Совсем обессилев, она сказала:
— Ксавьер, это последний раз!
Думая, что она говорит об эпопее нашей любви и чувствуя себя способным на новые подвиги, я только вздохнул, едва коснувшись своим поцелуем ее обнаженной груди. Она, в свою очередь, вздохнула и, скрестив руки, обхватила ими плечи, как кающаяся грешница на старинных картинах:
— Когда мы теперь увидимся, Ксавьер?
— Завтра.
— Нет! Завтра начинается моя Голгофа… — С минуту она молчала. Потом со всею страстью обвила обнаженными руками мою шею и едва слышно прошептала: — Королева хочет, чтобы я с ним помирилась, но, клянусь тебе, ни за что… Как-нибудь да отговорюсь, скажу, что больна.
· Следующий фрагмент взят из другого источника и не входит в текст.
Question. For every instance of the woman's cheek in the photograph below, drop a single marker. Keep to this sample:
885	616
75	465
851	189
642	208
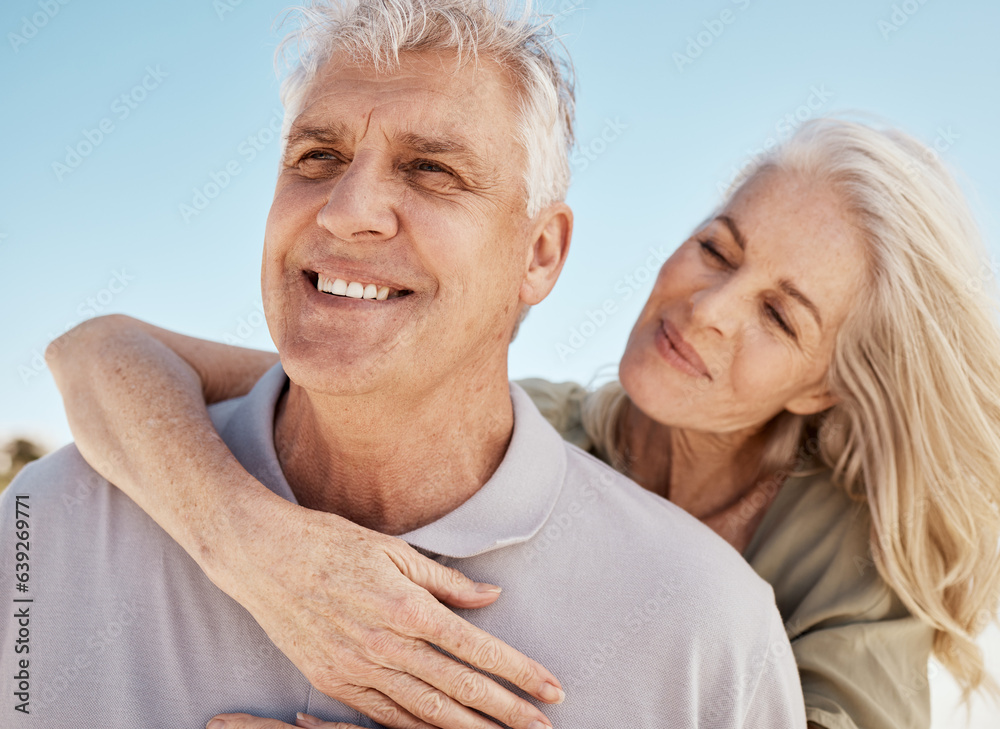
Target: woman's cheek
762	373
Когда я расстался с Марией Антониеттой, было еще совсем темно, но горнисты уже трубили зорю. Луна озаряла заснеженный город мертвенным, скорбным светом. Не зная, где искать в этот час пристанища, я побрел куда глаза глядят и после долгих блужданий неожиданно очутился на площади, где жил брат Амвросий. Я остановился под деревянным балконом, чтобы укрыться от дождя, который пошел снова. Вскоре я заметил, что дверь не заперта. Ветер завывал протяжно и жалобно. Ночь была такая ненастная, что, долго не думая, я решил войти в дом и ощупью поднялся по лестнице. Сидевший возле конуры пес зазвенел цепью и залился лаем. Наверху появился брат Амвросий с лампой в руках. На его долговязое худое тело была накинута коротенькая сутана, а дрожавшая голова была увенчана остроконечным, как у астролога, колпаком, от которого вся его фигура выглядела презабавно. Я вошел с мрачным и решительным видом, не сказав ни слова, и монах последовал за мною, подняв лампу, чтобы осветить коридор. Из глубины дома доносились приглушенные голоса и звон монет. В комнате, за столом сидели и играли в карты несколько человек; все были в шляпах и в свисавших до полу плащах. По их бритым лицам можно было заключить, что это люди духовного звания. Банк метал юноша с орлиным носом и грустным лицом. Как раз в ту минуту, когда я вошел, он стал сдавать карты:
— Делайте ставки.
Исполненный религиозного рвения голос проговорил:
— Дама-то какая!
Другой голос таинственно, словно в исповедальне, спросил:
— На чем игра?
— Не видишь, что ли… На худиях! Семерки тоже идут.
— Пожалуйста, не мешайте, — сухо заметил метавший банк. — Так легко и сбиться. Все, как волки, на одну карту кидаются.